作成可能なボリュームとしてはFlexVolとFlexGroupの2つが挙げられます。
FlexVolは汎用的なワークロードに最適なボリュームとなっており、最大300TiBの容量をサポートします。
一方でFlexGroupは最大20PiBの容量をサポートしており、Electronic Design Automation (EDA)、耐震解析、ソフトウェア構築/テストのワークロードなど要求の厳しいワークロードに適しています。
このようなONTAP独自のボリューム管理をAWS上でも利用することが可能です。
ストレージ効率化
ONTAPでは圧縮、重複排除の他にインラインデータコンパクションというNetApp独自の効率化機能を実装しており、それにより非常に高いストレージ効率を誇ります。
また、FlexCloneのポインタベース制御により、ボリュームやファイル単位で複製をする際にストレージ内の同一ブロックを再利用することで容量消費を最小化することができます。
Amazon FSx for NetApp ONTAPでは、これらのストレージ効率化機能をすべてサポートしているため、使用容量とともにコストを削減することに役立ちます。
データ保護
Read-Onlyで改ざん不可なSnapshotやデータレプリケーション機能であるSnapMirror、ボリュームやファイルのWORM化機能であるSnapLockなど、これまでと同様にONTAPで利用できる各機能がAmazon FSx for NetApp ONTAPでもサポートされています。
SnapMirrorに関してはAmazon FSx for NetApp ONTAP同士だけでなく、ONTAPやCVOともレプリケーションすることができるため、ハイブリッド/マルチクラウド間でのデータ管理も可能となっています。
Amazon FSx for NetApp ONTAPならではの特徴 |
ここからは他社のクラウドストレージとは異なるAmazon FSx for NetApp ONTAPならではの特徴についてご紹介していきたいと思います。
フルマネージドサービス
実際にデプロイする際もAWSの管理ポータルから実施することができ、デプロイに必要なパラメータはファイルシステム名やボリューム容量など、細かな設計なく簡単に立ち上げることが可能です。
また、他のフルマネージドサービス(Azure NetApp FilesやGoogle Cloud NetApp Volumes)と違い、ONTAPの機能のほとんどを利用することでき、デプロイ後にコマンドによってそれらをカスタマイズすることも可能です。
NetAppに詳しい人もそうでない人も扱えるサービスになっています。
高可用性/災害対策
シングルAZの場合、アクティブ/スタンバイとなるファイルシステムを単一のAZ内に自動デプロイします。各ファイルシステムは完全同期しており、アクティブなファイルシステムがメンテナンスや予期せぬ障害などで停止すると数秒以内にスタンバイのファイルシステムに自動フェイルオーバーします。
マルチAZの場合、単一リージョン内で複数のAZにまたがるファイルシステムを自動デプロイします。これによりAZ単位で障害が発生した場合でも、別のAZに存在するファイルシステムに自動フェイルオーバーすることで運用を継続させることができます。
ストレージ効率化機能によるコスト削減
そのため、容量の効率化はコスト削減をするうえで重要です。
前章でご紹介した圧縮や重複排除といったストレージ効率化機能に加えて、データの階層化機能が実装されています。

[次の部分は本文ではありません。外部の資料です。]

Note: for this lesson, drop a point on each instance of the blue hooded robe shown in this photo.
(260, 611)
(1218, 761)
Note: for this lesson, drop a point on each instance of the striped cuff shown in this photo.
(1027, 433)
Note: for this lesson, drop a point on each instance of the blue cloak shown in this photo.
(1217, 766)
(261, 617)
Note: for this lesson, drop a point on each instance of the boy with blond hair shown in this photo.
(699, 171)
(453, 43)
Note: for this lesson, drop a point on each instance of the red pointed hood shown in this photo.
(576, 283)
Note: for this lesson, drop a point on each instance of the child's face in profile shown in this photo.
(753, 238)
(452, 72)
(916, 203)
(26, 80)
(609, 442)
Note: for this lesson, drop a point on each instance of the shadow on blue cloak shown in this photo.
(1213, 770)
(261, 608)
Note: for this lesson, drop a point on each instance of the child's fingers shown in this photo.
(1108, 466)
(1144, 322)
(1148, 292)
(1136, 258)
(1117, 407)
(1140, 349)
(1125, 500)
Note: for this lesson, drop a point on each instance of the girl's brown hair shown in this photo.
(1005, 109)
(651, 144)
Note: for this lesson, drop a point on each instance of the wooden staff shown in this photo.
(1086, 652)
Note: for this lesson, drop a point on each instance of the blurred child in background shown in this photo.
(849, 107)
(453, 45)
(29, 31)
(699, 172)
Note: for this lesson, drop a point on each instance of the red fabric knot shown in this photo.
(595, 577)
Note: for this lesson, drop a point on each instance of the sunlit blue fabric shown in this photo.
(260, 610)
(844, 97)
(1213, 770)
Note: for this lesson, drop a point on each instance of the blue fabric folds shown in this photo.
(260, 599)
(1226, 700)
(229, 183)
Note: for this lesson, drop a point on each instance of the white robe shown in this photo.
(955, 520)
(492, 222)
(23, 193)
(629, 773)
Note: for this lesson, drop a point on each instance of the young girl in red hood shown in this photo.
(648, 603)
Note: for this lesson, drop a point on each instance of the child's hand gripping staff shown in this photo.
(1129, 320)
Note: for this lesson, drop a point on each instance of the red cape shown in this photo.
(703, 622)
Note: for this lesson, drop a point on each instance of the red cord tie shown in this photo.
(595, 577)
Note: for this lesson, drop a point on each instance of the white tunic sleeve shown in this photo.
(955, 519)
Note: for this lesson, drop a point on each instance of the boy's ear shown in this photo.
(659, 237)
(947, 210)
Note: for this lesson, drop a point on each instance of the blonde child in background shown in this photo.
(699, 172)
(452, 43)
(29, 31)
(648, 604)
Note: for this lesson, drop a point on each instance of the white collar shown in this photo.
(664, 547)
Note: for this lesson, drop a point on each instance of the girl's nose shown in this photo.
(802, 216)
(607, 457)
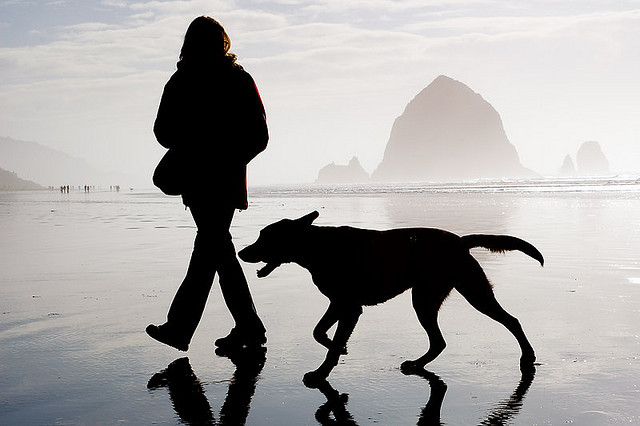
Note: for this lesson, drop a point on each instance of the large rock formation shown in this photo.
(351, 173)
(591, 161)
(448, 132)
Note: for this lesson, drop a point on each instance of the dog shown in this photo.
(356, 267)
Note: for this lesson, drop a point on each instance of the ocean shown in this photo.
(83, 273)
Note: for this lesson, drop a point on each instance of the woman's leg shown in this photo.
(213, 251)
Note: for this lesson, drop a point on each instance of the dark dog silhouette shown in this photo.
(359, 267)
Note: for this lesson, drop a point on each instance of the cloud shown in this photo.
(334, 74)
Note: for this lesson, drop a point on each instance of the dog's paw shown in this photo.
(313, 379)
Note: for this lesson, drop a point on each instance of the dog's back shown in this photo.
(369, 267)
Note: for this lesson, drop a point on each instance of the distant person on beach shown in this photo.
(212, 113)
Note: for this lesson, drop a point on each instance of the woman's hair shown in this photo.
(206, 40)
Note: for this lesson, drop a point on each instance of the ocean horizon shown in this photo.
(83, 273)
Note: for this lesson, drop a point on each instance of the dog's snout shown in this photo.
(248, 254)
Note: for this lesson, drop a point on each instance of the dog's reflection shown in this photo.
(503, 412)
(188, 396)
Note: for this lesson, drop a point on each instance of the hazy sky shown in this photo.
(85, 76)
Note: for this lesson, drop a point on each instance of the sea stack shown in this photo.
(448, 133)
(335, 173)
(591, 161)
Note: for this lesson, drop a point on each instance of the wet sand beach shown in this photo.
(82, 274)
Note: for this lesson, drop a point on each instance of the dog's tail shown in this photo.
(502, 243)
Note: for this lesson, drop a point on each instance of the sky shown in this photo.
(85, 76)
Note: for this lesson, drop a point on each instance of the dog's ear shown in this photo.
(307, 220)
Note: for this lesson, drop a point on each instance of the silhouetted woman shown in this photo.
(211, 113)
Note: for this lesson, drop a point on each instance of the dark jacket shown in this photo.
(213, 114)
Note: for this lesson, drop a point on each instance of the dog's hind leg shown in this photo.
(327, 321)
(426, 303)
(476, 289)
(348, 317)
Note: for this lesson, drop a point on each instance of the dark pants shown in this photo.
(213, 251)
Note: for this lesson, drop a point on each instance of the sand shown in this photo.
(81, 275)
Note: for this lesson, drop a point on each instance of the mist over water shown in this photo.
(82, 274)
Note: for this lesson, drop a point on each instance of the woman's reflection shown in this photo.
(187, 393)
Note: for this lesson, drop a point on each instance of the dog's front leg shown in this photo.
(329, 318)
(346, 323)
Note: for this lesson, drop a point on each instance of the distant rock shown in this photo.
(446, 133)
(567, 168)
(351, 173)
(591, 161)
(9, 181)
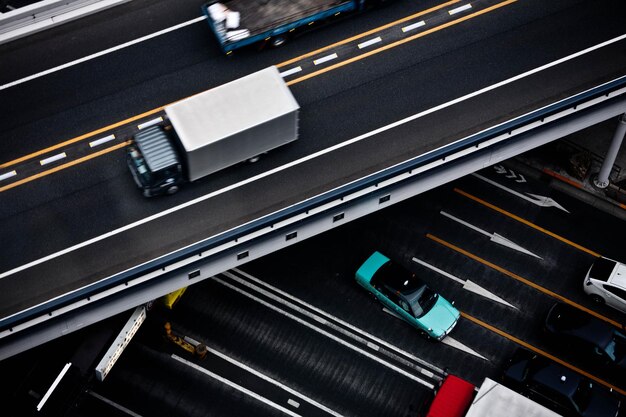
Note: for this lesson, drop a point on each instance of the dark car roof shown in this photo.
(549, 374)
(397, 278)
(567, 319)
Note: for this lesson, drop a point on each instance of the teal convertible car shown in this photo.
(408, 297)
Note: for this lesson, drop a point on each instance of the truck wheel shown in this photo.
(278, 41)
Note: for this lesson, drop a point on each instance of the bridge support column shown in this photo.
(602, 179)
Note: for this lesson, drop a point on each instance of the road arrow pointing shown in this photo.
(494, 237)
(546, 202)
(539, 200)
(467, 284)
(500, 169)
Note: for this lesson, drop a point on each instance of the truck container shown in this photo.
(459, 398)
(239, 23)
(213, 130)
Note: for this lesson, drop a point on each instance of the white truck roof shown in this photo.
(496, 400)
(231, 108)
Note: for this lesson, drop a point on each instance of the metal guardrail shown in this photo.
(45, 14)
(612, 90)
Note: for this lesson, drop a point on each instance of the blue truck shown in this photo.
(240, 23)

アクセス頻度の少ないコールドデータはプライマリプールから自動的に安価なキャパシティプールに階層化され、さらに階層化されるデータは圧縮などの効率化が効いた状態で移動するため、コストの削減に大きく貢献します。
階層化するデータの種類はポリシーによって決定され、仕組みとしてはONTAPのFabricPool機能が使われています。
「FabricPoolに関する記事はこちらをクリック」
ワークロード別のストレージ効率化による節約期待値は以下のようになっています。
※実際の環境で節約できる容量は変わってくるため、参考値としてご理解ください。
VMware Cloud on AWSのNFSデータストアをサポート
最後にご紹介したいのは、VMware Cloud on AWSでのNFSデータストアとしてAmazon FSx for NetApp ONTAPを利用できるという点です。
これはCVOではサポートされていないフルマネージドサービス特有の活用方法となりますが、ONTAPの機能を活かした柔軟なリソース管理がいくつものメリットを生んでいます。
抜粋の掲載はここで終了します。